Now according to the theory, the physical feasibility of a given Lewis structure depends on two criteria: first, it must account for all the valence electrons provided by the individual atoms (if it uses too many or too few, the charge of the molecule will come out wrong.) Second, it must ensure that the formal charges of the atoms in the structure are as small in magnitude as possible, which means that each atom in the molecule “has access to” about as many electrons as it had in its valence shell before bonding to anything.

Interestingly enough, the atomic valence and electron matrices can help us account for these criteria: if you take their difference, you get what I call the charge matrix $C = V - E,$ which has the following remarkable properties:

1. The sum of the entries in any row or column in $C$ is the formal charge on that atom.
2. The sum of all the entries in $C$ is the charge of the molecule.

Example (Charge matrix): From our earlier examples with N2O, we have the atomic valence matrix

$$V = \begin{bmatrix}5 & 0 & 0 \\ 0 & 5 & 0 \\ 0 & 0 & 6\end{bmatrix},$$

and two possible electron matrices:

$$E_1 = \begin{bmatrix}2 & 3 & 0 \\ 3 & 0 & 1 \\ 0 & 1 & 6\end{bmatrix}, \quad E_2 = \begin{bmatrix}4 & 2 & 0 \\ 2 & 0 & 2 \\ 0 & 2 & 4\end{bmatrix}$$.

Taking the first electron matrix as an example, we obtain the following charge matrix:

$$\begin{eqnarray*}C_1 &=& V - E_1\\ &=& \begin{bmatrix}5 & 0 & 0 \\ 0 & 5 & 0 \\ 0 & 0 & 6\end{bmatrix} - \begin{bmatrix}2 & 3 & 0 \\ 3 & 0 & 1 \\ 0 & 1 & 6\end{bmatrix}\\ &=& \begin{bmatrix}3 & -3 & 0 \\ -3 & 5 & -1 \\ 0 & -1 & 0\end{bmatrix}\end{eqnarray*}.$$

And look—by taking row/column totals, we find that the formal charges of the atoms are respectively 0, +1, and -1. By adding up these formal charges (or, equivalently, by adding up all the entries in the charge matrix), we find that the overall charge on the molecule is 0.
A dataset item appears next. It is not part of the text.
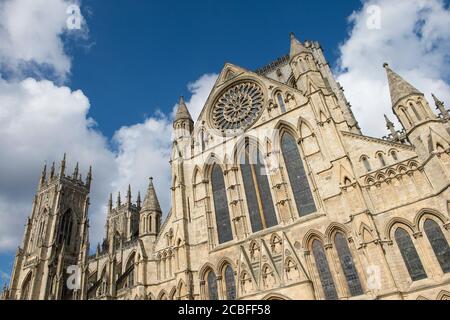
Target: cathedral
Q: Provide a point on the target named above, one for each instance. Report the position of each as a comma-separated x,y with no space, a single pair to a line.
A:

So this is the general result — why does it matter? On one view, we are just using a kind of adjacency matrix for book-keeping purposes when we would ordinarily use electron dot diagrams. But on another view, matrices are rather nice to work with in general, and (as we have already seen in one case) they produce succinct formulas like $C = V - E$ which, through a straightforward calculation, help you to produce a number of useful quantities simultaneously.

Afterword: I plan to extend these ideas more as I work on them. In particular, it's interesting to extend electron matrices (which we have used here only for molecules with exclusively covalent bonds) to the case where some bonds have more polar character. In this case, the matrix ceases to be symmetric — matrix symmetry corresponds to covalence(!). Computing formal charges with these new matrices still works — and in fact will produce more realistic values.

Second, I notice that the charge matrix looks like a discrete Laplacian operator, which suggests that it could be involved in a kind of diffusion equation (the diffusion of charge across a molecule); I wonder what the equilibrium solutions could be?

I also suspect that these matrices represent a sort of pixelated model of the actual quantum mechanics involved with the formation of bonds — I wonder how close the correspondence is?